船場吉兆

冷たい風が吹いている。空は雲が厚く垂れ込み、日中晴れるとは信じられない空模様である。気温も10度前後と3月頃に逆戻りしてしまった。

 船場吉兆が廃業してしまった。とはいっても一度も利用したことが無いわけで、店がどうなろうと我が身に影響を及ぼすことは無い。
 
 しかし、この件、不景気になればどんな店だろうと廃業せざる終えない。そしてニュースにならないのが当たり前のようにひっそりと店をたたむ所のほうが多い。
 北海道などでは、つい今まで店の看板の明かりを灯していたと思っていたら、次の日からシャッターがおり、休業を知らせるA4の紙が貼られてお終いとい風景を良く見る。

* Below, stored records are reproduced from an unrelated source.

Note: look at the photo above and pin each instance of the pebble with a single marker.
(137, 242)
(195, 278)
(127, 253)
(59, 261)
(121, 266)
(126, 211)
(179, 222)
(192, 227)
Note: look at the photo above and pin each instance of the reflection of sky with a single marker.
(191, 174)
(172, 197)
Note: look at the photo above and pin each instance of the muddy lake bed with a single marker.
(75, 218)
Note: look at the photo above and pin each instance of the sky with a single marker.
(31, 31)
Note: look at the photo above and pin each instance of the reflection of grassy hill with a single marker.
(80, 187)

 船場吉兆の場合、悪い意味でこれ程騒がれ店をしまえたというのは別の意味で名を残したと言うことでは無いだろうか。

 今回のことは、白い恋人赤福ミートホープ、地鶏、船場吉兆と立て続けに起きた一連の食品にまつわる偽装であった。それでも前2社は何とか会社を持ちこたえることができた。しかし、それ以外は廃業と言うことになった。この違いはどこにあったのだろう。

 今回の件のキーワードは、内部告発、マスコミ対策という2つの言葉に尽きるだろう。
 内部告発は、やはり従業員に不満がある場合おきやすい。それを封じ込めろと言うのではなく、その不満を社内で吸い上げ如何に対応をとるかと言うことにつきるだろう。
 
 今回のミートホープの件も、社員が内部告発しても最初は問題になることが無かった。この時点で改善を行っていれば、今でもミートホープは存続できただろう。
 内部告発も、日の目を見るまで長い時間が掛かると言うことが判った。また、同様のことが全国で何十件もあるのだろう。あるものは明らかになり、あるものはそのまま闇に葬られているのが現状だろう。だから初期の対応が明暗を分けると言っても良いだろう。

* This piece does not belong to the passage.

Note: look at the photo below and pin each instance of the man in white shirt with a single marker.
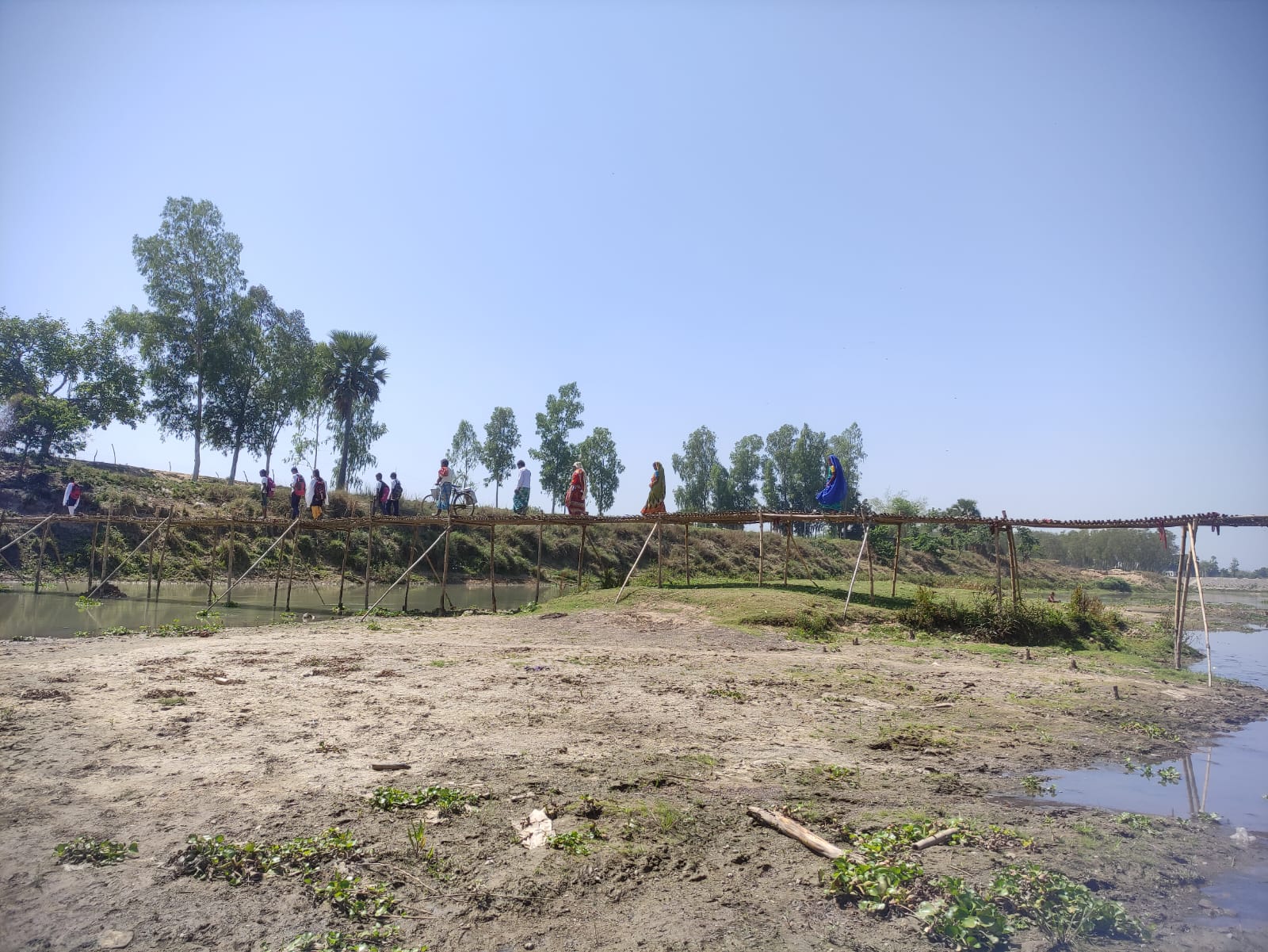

 もう一つのマスコミであるが、これも一見正義を装っているが、実のところそうでもない。それぞれの所属が会社と言う営利企業であるから、力の加減でどのようにでも反応する。その影響を受けて動いているのは明らかである。自社の不利益なことは明らかにしたがらないのは当たり前とも言える。
 もし、ミートホープが何らかの権力を持つ勢力とつながりがあれば、廃業にまでは追い込まれなかっただろう。これは、食肉の偽装を行った大手企業がそのまま営業を続けていることでも明らかである。
 
 それで言うと、船場吉兆もたいした名店では無かったということである。まあそれでも、自分の食い残しや他の客の食い残しがだされていたと知ったら、有力者が客に居たとしても匙を投げたに違いないのだが。

 実際のところ解決策は、内部告発者を出さない営業を心がけることと、出てしまった時は迅速に対応すると言うことだろう。この対応が未来を決めると言うことである。